Thanks to the magic of American national security politics, a number of young men who grew up in Nepal have found their way west, over northern India and across the breadth of Pakistan, to work at Kandahar Airfield in Afghanistan, destroying million-dollar trucks bought by American taxpayers. They wield blowtorches and wear fireproof suits in the crushing heat, and — according to reporting by Ernesto Londoño at The Washington Post — it takes about 12 hours to demolish each of the vehicles. The trucks need to be cut into pieces small enough to be fed into industrial metal shredders, which grind the parts down into tiny bits of scrap that are sold locally for a few cents per pound. In May, about 11 million pounds of this scrap were apparently sold; by now it is probably more. The contractors who buy it call it “gold dust.”

The reason it takes so much time and effort to break down the trucks is because they were designed to be indestructible. They are Mine Resistant Ambush Protected vehicles, which everyone just calls MRAPs. In the early years of the Iraq war, one brave soldier confronted the visiting defense secretary, Donald Rumsfeld, to ask why troops were salvaging scrap metal out of junkyards to bolt onto soft-skinned Humvees as “hillbilly armor.” By about 2007 we finally started supplying MRAPs to the battlefield.

Their prodigious armoring and smart V-shaped hulls were designed to deflect blasts from roadside bombs and more. If you have ever ridden in one, it feels roughly as if you’ve put a steering wheel and some seat belts inside a bank vault and taken it out for a spin. Those are the million-dollar vehicles that third-country contractors at Kandahar are now shredding, by the thousands, into gold dust for the Afghan scrap market.

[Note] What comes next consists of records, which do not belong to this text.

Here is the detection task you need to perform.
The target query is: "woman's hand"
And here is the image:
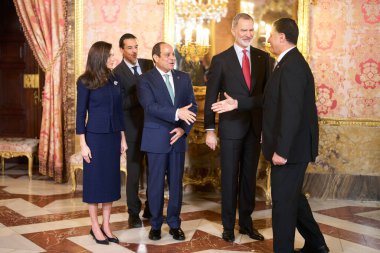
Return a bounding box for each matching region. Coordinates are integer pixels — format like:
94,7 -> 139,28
79,134 -> 92,163
81,144 -> 92,163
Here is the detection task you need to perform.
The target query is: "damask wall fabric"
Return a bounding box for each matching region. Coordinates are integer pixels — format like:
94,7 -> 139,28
13,0 -> 67,183
310,0 -> 380,119
82,0 -> 164,66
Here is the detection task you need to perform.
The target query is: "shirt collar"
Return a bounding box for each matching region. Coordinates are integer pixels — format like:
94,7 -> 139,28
123,58 -> 140,69
156,67 -> 172,77
234,43 -> 250,54
277,46 -> 296,63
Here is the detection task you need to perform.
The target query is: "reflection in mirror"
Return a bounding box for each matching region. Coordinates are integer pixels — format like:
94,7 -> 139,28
240,0 -> 297,51
167,0 -> 306,85
174,1 -> 229,86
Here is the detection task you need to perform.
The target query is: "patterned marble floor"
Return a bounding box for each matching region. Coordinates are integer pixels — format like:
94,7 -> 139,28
0,164 -> 379,253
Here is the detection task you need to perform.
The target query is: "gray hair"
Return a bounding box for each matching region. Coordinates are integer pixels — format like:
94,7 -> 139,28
232,13 -> 254,29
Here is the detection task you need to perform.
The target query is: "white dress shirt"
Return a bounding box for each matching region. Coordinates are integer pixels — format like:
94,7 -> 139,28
156,67 -> 175,96
124,59 -> 142,75
234,43 -> 251,72
155,67 -> 179,121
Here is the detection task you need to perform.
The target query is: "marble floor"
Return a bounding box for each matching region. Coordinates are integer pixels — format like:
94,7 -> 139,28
0,164 -> 379,253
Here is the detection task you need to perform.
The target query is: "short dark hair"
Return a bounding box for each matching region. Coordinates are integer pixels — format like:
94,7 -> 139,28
152,42 -> 167,63
273,18 -> 299,45
119,33 -> 137,49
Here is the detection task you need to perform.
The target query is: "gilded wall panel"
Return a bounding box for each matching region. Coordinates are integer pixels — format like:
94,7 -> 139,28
308,124 -> 380,176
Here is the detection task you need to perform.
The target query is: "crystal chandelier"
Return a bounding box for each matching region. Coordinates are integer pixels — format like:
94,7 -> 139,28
175,0 -> 228,62
175,0 -> 228,24
176,25 -> 210,62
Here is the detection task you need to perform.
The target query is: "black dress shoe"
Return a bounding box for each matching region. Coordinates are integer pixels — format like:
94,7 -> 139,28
222,229 -> 235,242
294,245 -> 330,253
169,227 -> 185,240
142,206 -> 152,219
316,245 -> 329,253
100,227 -> 119,244
90,229 -> 109,245
128,214 -> 142,228
239,227 -> 264,241
149,228 -> 161,240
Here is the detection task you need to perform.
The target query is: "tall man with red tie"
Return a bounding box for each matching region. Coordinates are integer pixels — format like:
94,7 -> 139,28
204,13 -> 271,242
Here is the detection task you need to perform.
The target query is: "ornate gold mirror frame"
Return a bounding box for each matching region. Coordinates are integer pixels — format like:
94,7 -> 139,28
162,0 -> 379,127
162,0 -> 316,103
162,0 -> 313,60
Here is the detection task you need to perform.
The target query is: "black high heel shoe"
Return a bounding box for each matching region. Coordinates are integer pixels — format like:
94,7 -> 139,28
100,227 -> 120,244
90,229 -> 109,245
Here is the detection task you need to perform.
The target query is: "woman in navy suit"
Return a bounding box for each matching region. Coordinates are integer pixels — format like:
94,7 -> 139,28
76,41 -> 127,245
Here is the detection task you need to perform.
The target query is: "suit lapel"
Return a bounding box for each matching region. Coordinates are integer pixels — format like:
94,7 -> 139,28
250,46 -> 262,94
120,60 -> 135,81
138,59 -> 147,74
264,48 -> 298,97
226,47 -> 249,92
152,68 -> 174,105
172,70 -> 181,107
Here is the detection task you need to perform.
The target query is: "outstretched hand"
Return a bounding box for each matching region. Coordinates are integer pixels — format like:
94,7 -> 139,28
211,92 -> 238,113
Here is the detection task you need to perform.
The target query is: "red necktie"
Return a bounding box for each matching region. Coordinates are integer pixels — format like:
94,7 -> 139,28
242,49 -> 251,90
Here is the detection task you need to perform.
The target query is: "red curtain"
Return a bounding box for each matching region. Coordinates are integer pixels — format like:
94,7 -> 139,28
13,0 -> 67,182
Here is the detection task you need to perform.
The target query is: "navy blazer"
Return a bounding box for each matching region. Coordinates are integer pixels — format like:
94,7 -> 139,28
76,74 -> 126,134
136,68 -> 197,153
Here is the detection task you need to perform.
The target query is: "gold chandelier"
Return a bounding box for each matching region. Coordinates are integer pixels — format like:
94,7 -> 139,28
176,26 -> 210,62
175,0 -> 228,62
175,0 -> 228,23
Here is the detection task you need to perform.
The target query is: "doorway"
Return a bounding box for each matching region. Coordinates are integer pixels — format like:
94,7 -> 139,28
0,0 -> 42,138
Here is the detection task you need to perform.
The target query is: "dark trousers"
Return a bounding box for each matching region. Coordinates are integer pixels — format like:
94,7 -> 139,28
126,141 -> 148,215
220,128 -> 260,230
271,162 -> 326,253
147,151 -> 185,230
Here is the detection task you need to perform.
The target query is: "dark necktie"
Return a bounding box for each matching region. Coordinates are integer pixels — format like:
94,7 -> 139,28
132,66 -> 139,78
242,49 -> 251,90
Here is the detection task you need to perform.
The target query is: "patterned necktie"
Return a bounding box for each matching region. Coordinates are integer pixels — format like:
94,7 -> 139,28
242,49 -> 251,90
132,66 -> 139,78
163,74 -> 175,104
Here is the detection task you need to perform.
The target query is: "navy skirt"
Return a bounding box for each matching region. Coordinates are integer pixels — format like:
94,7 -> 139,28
83,132 -> 121,203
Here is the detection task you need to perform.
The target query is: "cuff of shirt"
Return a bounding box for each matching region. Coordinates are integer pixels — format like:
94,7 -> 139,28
175,109 -> 179,121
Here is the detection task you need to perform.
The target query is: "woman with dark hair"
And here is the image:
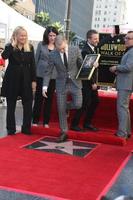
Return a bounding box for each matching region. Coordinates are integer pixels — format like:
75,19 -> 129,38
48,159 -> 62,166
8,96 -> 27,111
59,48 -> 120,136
32,26 -> 58,127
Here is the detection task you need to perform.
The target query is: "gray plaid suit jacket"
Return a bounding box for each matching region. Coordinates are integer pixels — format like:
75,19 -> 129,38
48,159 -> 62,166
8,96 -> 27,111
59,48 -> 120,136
43,45 -> 83,132
43,46 -> 82,91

When the drawdown is done and the Afghanistan war hits its scheduled end-date next December, the plan is for the Army to still be larger by 10,000 soldiers than it was on 9/11. What we are steaming toward, at the end of more than 12 years of continual hot warfare, is not so much cold warfare or even peace, but rather a kind of high idle, with the expectation of constant overseas military involvement, at some level, somewhere. Even with continued debate over the drawdown and the idiotic sequester, no one expects that we will stop spending more on defense than the next 15 countries combined.



unhappycamper comment: Chopping up $1,000,000 MRAPs... These endless wars are killing our economy.